Essa é a terceira investigação da PF tendo como alvo a burla à Dedicação Exclusiva em universidades federais do Rio Grande do Sul. Além da UFRGS, já foram identificadas irregularidades na Universidade Federal do Rio Grande (Furg, em Rio Grande) e Universidade Federal de Santa Maria (UFSM), onde 15 professores estão condenados por estelionato.
CGU auditou atividades de 49 professores
A Controladoria-Geral da União também possui uma investigação sobre burla ao regime de Dedicação Exclusiva (DE) na UFRGS. Só que, ao contrário da averiguação feita pela PF, o objetivo não é incriminar os professores, mas obrigá-los a devolver as quantias obtidas por trabalhos fora da universidade ou, então, puni-los com afastamento do cargo. A CGU apenas faz recomendações, que podem ou não ser objeto de processo disciplinar por parte da UFRGS.
GaúchaZH teve acesso aos resultados de duas auditorias realizadas pela CGU desde 2015. Nelas constam 49 professores investigados por suspeita de driblarem a DE. Eles são docentes de Medicina, Odontologia, Engenharia e Arquitetura. Todos recebiam 50% de adicional nos vencimentos para se dedicarem com exclusividade à universidade. Mediante cruzamento realizado entre a base de dados do Cadastro Nacional da Pessoa Jurídica (CNPJ) e a base de dados do sistema SIAPE (controle de servidores federais), a CGU comprovou que todos eles tinham vínculos a sociedades ou empresas, como acionistas ou proprietários.
Conforme o inciso X do artigo 117 da Lei nº 8.112/90, "é vedado ao servidor participar de gerência ou administração de sociedade privada, personificada ou não personificada, exercer o comércio, exceto na qualidade de acionista, cotista ou comanditário".
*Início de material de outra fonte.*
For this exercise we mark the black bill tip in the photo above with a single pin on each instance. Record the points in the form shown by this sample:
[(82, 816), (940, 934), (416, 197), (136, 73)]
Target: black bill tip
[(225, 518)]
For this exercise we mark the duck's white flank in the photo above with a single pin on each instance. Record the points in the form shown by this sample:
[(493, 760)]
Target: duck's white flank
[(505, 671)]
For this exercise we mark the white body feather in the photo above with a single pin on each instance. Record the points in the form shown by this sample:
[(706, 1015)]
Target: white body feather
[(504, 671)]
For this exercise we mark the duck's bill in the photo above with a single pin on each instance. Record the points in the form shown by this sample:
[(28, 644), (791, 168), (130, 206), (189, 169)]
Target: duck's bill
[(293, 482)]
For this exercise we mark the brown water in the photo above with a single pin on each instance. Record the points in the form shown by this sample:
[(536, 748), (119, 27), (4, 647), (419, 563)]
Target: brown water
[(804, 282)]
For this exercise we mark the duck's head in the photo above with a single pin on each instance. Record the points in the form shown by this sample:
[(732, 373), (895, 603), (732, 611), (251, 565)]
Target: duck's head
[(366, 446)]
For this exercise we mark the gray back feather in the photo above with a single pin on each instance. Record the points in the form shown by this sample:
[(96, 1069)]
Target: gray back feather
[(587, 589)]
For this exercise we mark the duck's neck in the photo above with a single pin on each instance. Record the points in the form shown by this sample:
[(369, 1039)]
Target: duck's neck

A CGU inquiriu os 49 professores. Desses, a maioria disse que seu cadastro no CNPJ ou no SIAPE está desatualizado e garantiu que já não eram sócios de empresas quando passaram ao regime de DE (Dedicação Exclusiva) na UFRGS. Seis deles tinham empresas privadas (não societárias).
Ao final da apuração, a CGU concluiu que seis deles descumpriram a Dedicação Exclusiva "...ao exercer, concomitantemente à docência na UFRGS, outra atividade remunerada, pública ou privada, não permitida no Decreto nº 94.664/87, artigo 14, e na Lei nº 12.772/2012, artigo 20, parágrafo 2º".
Com relação aos outros 43, recomendou averiguações complementares da UFRGS. Alguns dos 49 estão entre os alvos da operação da PF desencadeada esta semana.
— Burlar o regime de dedicação exclusiva sujeita o professor a diversas consequências, começando pela necessidade de devolução de todo o valor recebido a título de dedicação exclusiva enquanto tenha sido praticada atividade paralela à docência. Também sujeita o professor a responder por ilícito administrativo em processo disciplinar, com possibilidade de aplicação de penalidade administrativa — alerta Carlos Alberto Rambo, superintendente da CGU no Rio Grande do Sul.